3. No mention is made in the discussion of the recently reported HARBINGER to determine the indication for emergency endoscopy. (Gastrointest Endosc. 2020 Sep;92(3):578-588.e4.) The authors should mention it in the discussion. Also, the primary outcome is high risk stigmata, i.e., need for endoscopic treatment, and the cutoffs for GBS and AIMS65 to rule out are both reported as 1. The authors should include this paper in the meta-analysis.

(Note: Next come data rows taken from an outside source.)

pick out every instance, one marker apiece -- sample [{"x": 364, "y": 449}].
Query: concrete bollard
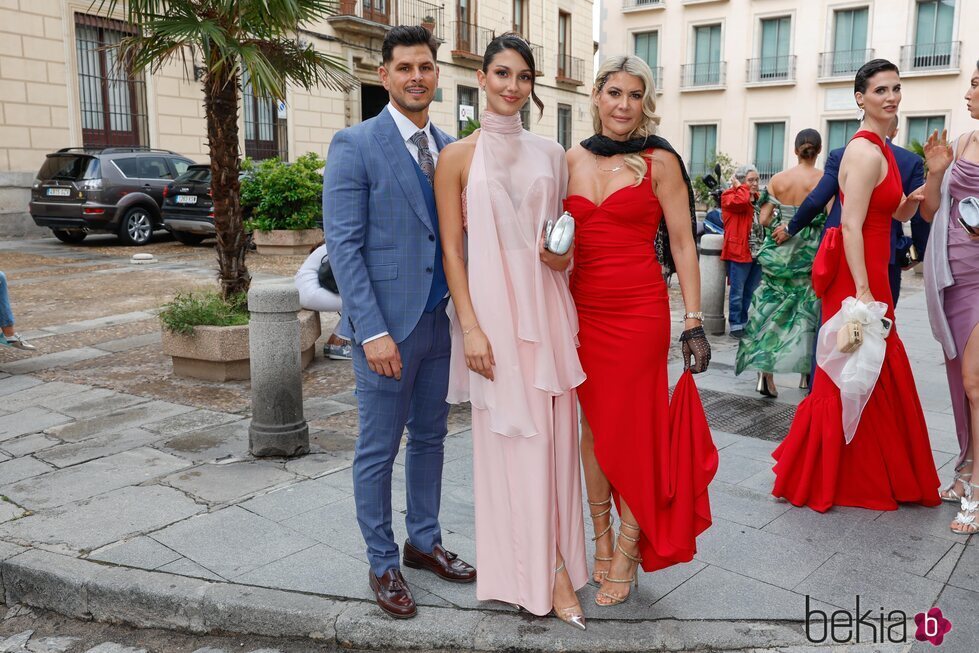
[
  {"x": 713, "y": 281},
  {"x": 278, "y": 427}
]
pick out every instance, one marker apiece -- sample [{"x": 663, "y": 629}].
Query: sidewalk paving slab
[
  {"x": 95, "y": 477},
  {"x": 101, "y": 520}
]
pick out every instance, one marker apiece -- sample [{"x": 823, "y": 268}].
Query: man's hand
[
  {"x": 781, "y": 234},
  {"x": 383, "y": 357}
]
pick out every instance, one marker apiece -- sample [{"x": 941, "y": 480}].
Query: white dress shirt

The HARBINGER score was designed to predict the presence of endoscopic high-risk stigmata rather than the need for hospital-based intervention. Accordingly, the HARBINGER scale is used to predict outcomes amongst high-risk patients. Moreover the performance of an endoscopy is required, and our study assessed patient assessment prior to a gastroscopy since one of the aims is to predict who can have an out-patient gastroscopy performed in a more elective setting. Also, it is important realize that even the absence of such endoscopic high-risk stigmata does not exclude patients with significant co-morbidities or hemodynamic presentation that would not permit them to be considered part of a low-risk group. This scale is thus not pertinent to our submitted meta-analysis, which is why this particular study (like many others assessing high-risk patients) was not included for analysis. In conclusion: The primary outcome of this meta-analysis is the validated hospital-based outcome rather than endoscopic findings hence HARBINGER did not fulfill the inclusion criteria. Furthermore, in order to be included in the final analysis, we set a prior requirement of the presence of at least 3 validation studies, which the HARBINGER score did not meet as well. These are the main reasons why this score was not considered. Also, the authors of the HARBINGER study reported the primary outcome as endoscopic high-risk stigmata. However, they excluded patients who had “oozing” bleeding which is also considered a high-risk lesion in which practice guidelines still recommend endoscopic therapy (Forrest Ib). Hence, even the 2 definitions of high-risk stigmata and need for endoscopic therapy adopted in that study cannot be used interchangeably, and therefore the reported outcomes for GBS and AIMS65 from the HARBINGER study also cannot be used to further inform our meta-analysis. A sentence explaining these considerations has been added to the discussion section as well.